L'analyse de la chaîne de production adaptée montre que cette dernière est majoritairement destinée aux déficients visuels et souvent sous format papier (braille, gros caractères, relief...). Du côté des livres audio, la production de documents au format non structuré (Cd-Rom...) reste prédominante. Au sein du réseau de lecture publique (bibliothèques, médiathèques...), il existe également quelques établissements précurseurs dont l'action est principalement orientée vers la diffusion de l'édition adaptée et l'amélioration de l'accessibilité physique et numérique aux collections.

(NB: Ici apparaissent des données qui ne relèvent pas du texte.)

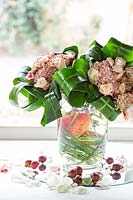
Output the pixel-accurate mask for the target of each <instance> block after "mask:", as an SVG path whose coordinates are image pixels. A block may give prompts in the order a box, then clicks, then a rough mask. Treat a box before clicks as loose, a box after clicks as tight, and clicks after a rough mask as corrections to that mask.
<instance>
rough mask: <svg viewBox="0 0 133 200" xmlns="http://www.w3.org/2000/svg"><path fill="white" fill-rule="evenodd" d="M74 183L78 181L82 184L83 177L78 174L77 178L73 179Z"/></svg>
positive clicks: (73, 181) (78, 181)
mask: <svg viewBox="0 0 133 200" xmlns="http://www.w3.org/2000/svg"><path fill="white" fill-rule="evenodd" d="M73 182H74V183H77V184H78V185H81V184H82V178H81V177H80V176H77V177H76V178H74V179H73Z"/></svg>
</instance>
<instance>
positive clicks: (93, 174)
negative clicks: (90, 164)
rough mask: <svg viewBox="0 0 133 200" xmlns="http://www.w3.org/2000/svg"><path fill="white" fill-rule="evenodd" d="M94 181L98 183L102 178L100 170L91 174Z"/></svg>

Deux scénarios, dont la création d'un GIP

Au final, ces éléments "dessinent un paysage de l'édition adaptée en France en demi-teinte, exerçant dans une forme de cohérence, mais affecté par une réelle fragilité structurelle et économique. En l'état actuel de la situation, il n'est pas suffisamment outillé, étoffé, ni coordonné pour répondre aux objectifs de la loi LCAP, mais des points d'appui forts existent".
L'Igas, l'Igac et l'Igaen proposent donc deux scénarios alternatifs. Le premier - dit de "la transition accompagnée" - s'appuie sur les acteurs déjà en place et nécessite un ensemble de mesures essentiellement d'ordre technique. Le second - dit de "la mobilisation organisée" - préconise une action publique volontariste, soutenue par une mesure organisationnelle : la création d'un GIP "Edition adaptée", "afin de faire converger les initiatives et jouer à plein les effets de levier".

 

Référence : décret 2017-253 du 27 février 2017 relatif à l'exception au droit d'auteur, aux droits voisins et au droit des producteurs de bases de données en faveur de personnes atteintes d'un handicap (Journal officiel du 28 février 2017).